Aprire, squarciare, le porte di questo processo, raccogliere le vite travolte da questa storia, restituire la complessità agli eventi narrati per capire quali sono le ragioni alla base della sospensione delle garanzie in uno stato di diritto occidentale.
Memoria e racconto
«La verità non è mai interamente sé stessa, è tuffata nella tenebra oceanica della vita», scrive Ceronetti quando raccoglie le notizie su Rosa Vercesi. Articoli di giornali, resoconti processuali, interviste, alcune descrizioni fotografiche, compongono il racconto complesso dell’omicidio di Vittoria compiuto dalla sua amica e amante Rosa. Anche se il Regime non amava dare spazio alla cronaca nera perché turbava l’immagine mediatica di una società sicura, quell’episodio scosse la Torino degli anni ’30 e irruppe nella vita quotidiana del Paese.
In questo lavoro acrobatico, districandosi nel coagulo informe di interessi, tra le storie singole e collettive, si sostanzia l’impegno che sentiamo di assumere in questa fase.
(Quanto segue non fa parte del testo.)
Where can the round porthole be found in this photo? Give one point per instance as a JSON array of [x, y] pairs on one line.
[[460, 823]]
Aprire, squarciare, le porte di questo processo, raccogliere le vite travolte da questa storia, restituire la complessità agli eventi narrati per capire quali sono le ragioni alla base della sospensione delle garanzie in uno stato di diritto occidentale. A riguardo, Ascanio Celestini ragionando sui fatti di Santa Maria Capua Vetere ricorda
Pasolini: «Il 7 luglio del ’60 le forze dell’ordine ammazzano 5 manifestanti. C’è una registrazione fatta quel giorno. Si sentono i lacrimogeni e i colpi di arma da fuoco. “Spero che nessun registratore serva mai più a stampare dischi come questo” scrive Pasolini alla fine di agosto di quell’anno e si stupisce della “freddezza organizzata e quasi meccanica con cui la polizia ha sparato”. Ha “la sensazione netta che a lottare non siano più dei dimostranti italiani e una polizia italiana”, ma “due schiere quasi estranee: la popolazione di una città che protesta contro delle truppe occupanti”. Cioè che le forze dell’ordine agiscano “quasi come l’esercito di una potenza straniera, installata nel cuore dell’Italia”. Il mondo dei ristretti sta a quello dei cittadini liberi come una terra africana al civile paese europeo che l’ha occupata militarmente».
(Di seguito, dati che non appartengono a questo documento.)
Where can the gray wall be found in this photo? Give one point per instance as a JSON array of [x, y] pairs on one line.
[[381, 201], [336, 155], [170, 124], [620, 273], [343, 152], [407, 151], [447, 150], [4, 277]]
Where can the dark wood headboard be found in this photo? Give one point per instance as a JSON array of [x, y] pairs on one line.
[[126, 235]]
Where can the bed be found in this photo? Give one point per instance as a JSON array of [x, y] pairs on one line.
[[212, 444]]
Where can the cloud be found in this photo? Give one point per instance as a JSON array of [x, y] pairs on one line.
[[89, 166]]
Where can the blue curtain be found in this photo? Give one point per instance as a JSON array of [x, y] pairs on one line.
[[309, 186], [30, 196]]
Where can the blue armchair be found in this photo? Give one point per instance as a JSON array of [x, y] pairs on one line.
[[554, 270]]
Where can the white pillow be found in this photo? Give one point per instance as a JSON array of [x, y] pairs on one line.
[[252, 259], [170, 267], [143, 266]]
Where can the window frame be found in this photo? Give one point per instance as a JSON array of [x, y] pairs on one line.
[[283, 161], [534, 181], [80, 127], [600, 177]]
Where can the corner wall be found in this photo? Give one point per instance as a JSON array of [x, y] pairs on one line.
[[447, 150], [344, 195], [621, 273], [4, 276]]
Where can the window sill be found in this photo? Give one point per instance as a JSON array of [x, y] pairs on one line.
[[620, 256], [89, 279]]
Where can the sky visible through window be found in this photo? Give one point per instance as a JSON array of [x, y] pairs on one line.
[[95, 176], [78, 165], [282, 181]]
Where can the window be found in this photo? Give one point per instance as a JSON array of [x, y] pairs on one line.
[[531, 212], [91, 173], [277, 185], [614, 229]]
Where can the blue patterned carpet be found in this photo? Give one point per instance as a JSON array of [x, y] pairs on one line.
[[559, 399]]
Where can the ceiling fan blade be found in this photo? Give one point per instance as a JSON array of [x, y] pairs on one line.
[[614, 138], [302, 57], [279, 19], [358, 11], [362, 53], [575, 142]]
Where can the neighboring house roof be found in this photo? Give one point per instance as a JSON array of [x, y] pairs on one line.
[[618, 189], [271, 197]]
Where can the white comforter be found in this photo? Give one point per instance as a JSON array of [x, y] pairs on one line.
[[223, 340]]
Dando per scontato che la memoria collettiva è il prodotto di un conflitto, di un rapporto di forza (perché le forme sociali del presente selezionano i ricordi e li riscrivono), sono dell’idea che solo attraversando questo ‘margine periferico’ (scomposto e a volte contraddittorio) si possono restituire (non le verità, ma almeno) parte delle storie.
M. Revelli, La ragione dei barbari, in il manifesto 1 luglio 2011.
V. Verdolini, L’istituzione reietta. Spazi e dinamiche del carcere in Italia (Roma 2022).
F. Cordero, Procedura penale (Milano 2012).
R. Pietrobon, Intervista a Enrico Zucca, in il manifesto 18 luglio 2021.
G. Ceronetti, La vera storia di Rosa Vercesi e della sua amica Vittoria (Roma 2000).
A. Celestini, La retorica carceraria del governo e i «vitelli da abbattere», in il manifesto 13 gennaio 2022.